- Abstract: Many machine learning systems are implemented as pipelines. A pipeline is essentially a chain/network of information processing units. As information flows in and out and gradients vice versa, ideally, a pipeline can be trained end-to-end via backpropagation provided with the right supervision and loss function. However, this is usually impossible in practice, because either the loss function itself may be non-differentiable, or there may exist some non-differentiable units. One popular way to superficially resolve this issue is to separate a pipeline into a set of differentiable sub-pipelines and train them with isolated loss functions. Yet, from a decision-theoretical point of view, this is equivalent to making myopic decisions using ad hoc heuristics along the pipeline while ignoring the real utility, which prevents the pipeline from behaving optimally. In this paper, we show that by converting a pipeline into a stochastic counterpart, it can then be trained end-to-end in the presence of non-differentiable parts. Thus, the resulting pipeline is optimal under certain conditions with respect to any criterion attached to it.
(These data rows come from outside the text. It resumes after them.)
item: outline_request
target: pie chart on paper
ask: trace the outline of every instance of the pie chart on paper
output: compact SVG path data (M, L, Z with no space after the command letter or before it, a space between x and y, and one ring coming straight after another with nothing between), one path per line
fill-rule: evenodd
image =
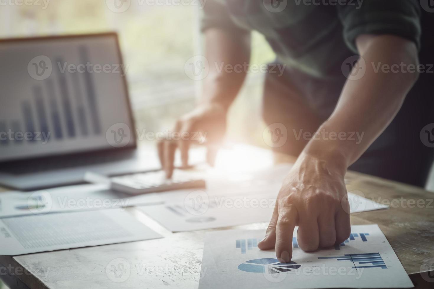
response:
M262 258L246 261L238 266L238 269L241 271L252 273L265 273L279 274L285 273L301 267L295 262L281 263L276 259Z

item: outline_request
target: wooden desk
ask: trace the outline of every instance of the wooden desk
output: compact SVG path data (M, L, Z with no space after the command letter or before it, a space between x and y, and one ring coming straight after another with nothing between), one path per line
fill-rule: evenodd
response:
M293 160L281 156L278 159ZM391 206L388 210L352 215L351 224L378 224L415 286L434 288L434 194L354 172L349 172L346 178L349 191L359 191L366 198ZM0 256L3 266L22 272L19 276L3 274L0 277L8 279L19 288L197 288L204 236L211 230L172 233L135 209L129 210L165 237L14 257ZM237 227L265 229L267 225L261 223ZM127 262L130 268L128 278L122 283L114 282L113 277L110 278L112 276L106 273L108 265L109 271L111 265L117 265L119 261ZM28 272L22 273L23 268Z

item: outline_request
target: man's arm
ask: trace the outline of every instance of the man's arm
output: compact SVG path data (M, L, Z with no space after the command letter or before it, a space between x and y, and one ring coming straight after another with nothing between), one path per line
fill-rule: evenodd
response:
M418 76L414 69L418 61L414 42L392 36L364 35L356 43L365 62L366 72L360 79L347 81L335 111L319 130L364 133L362 141L356 144L348 141L314 141L306 150L307 153L318 152L325 157L339 152L346 167L355 162L389 125ZM385 65L395 65L394 71L382 72L381 67ZM408 68L409 65L412 70Z
M275 246L282 262L292 257L292 236L299 226L300 248L312 251L340 244L350 232L349 207L344 177L354 162L391 121L417 74L384 73L382 64L417 65L416 45L399 37L361 35L356 44L366 63L364 76L348 80L333 114L297 159L278 196L262 250ZM373 67L372 63L374 64ZM357 66L357 65L356 65ZM322 131L364 133L362 141L322 138Z

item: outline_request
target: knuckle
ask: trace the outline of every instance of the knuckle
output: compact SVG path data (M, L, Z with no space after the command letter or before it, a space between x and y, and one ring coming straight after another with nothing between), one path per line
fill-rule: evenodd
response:
M340 244L349 237L351 234L351 227L349 226L343 226L339 228L338 231L336 243Z
M322 238L319 243L320 245L323 248L331 247L336 243L336 237L331 235Z
M287 217L280 216L277 220L277 224L282 226L286 226L291 224L292 221Z
M318 249L318 245L317 244L312 243L306 244L299 244L299 246L305 252L312 252L317 250Z

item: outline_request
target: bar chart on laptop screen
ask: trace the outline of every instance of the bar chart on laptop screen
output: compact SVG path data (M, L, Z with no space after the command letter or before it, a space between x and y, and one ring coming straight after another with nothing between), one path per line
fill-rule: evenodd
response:
M7 66L0 81L0 150L13 158L26 147L49 154L109 146L109 127L131 125L125 66L115 41L30 43L0 47Z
In experiments, we apply the proposed approach - reinforced pipeline optimization - to Faster R-CNN, a state-of-the-art object detection pipeline, and obtain empirically near-optimal object detectors consistent with its base design in terms of mean average precision.
- Keywords: Pipeline Optimization, Reinforcement Learning, Stochastic Computation Graph, Faster R-CNN
- TL;DR: By converting an originally non-differentiable pipeline into a stochastic counterpart, we can then train the converted pipeline completely end-to-end while optimizing any criterion attached to it.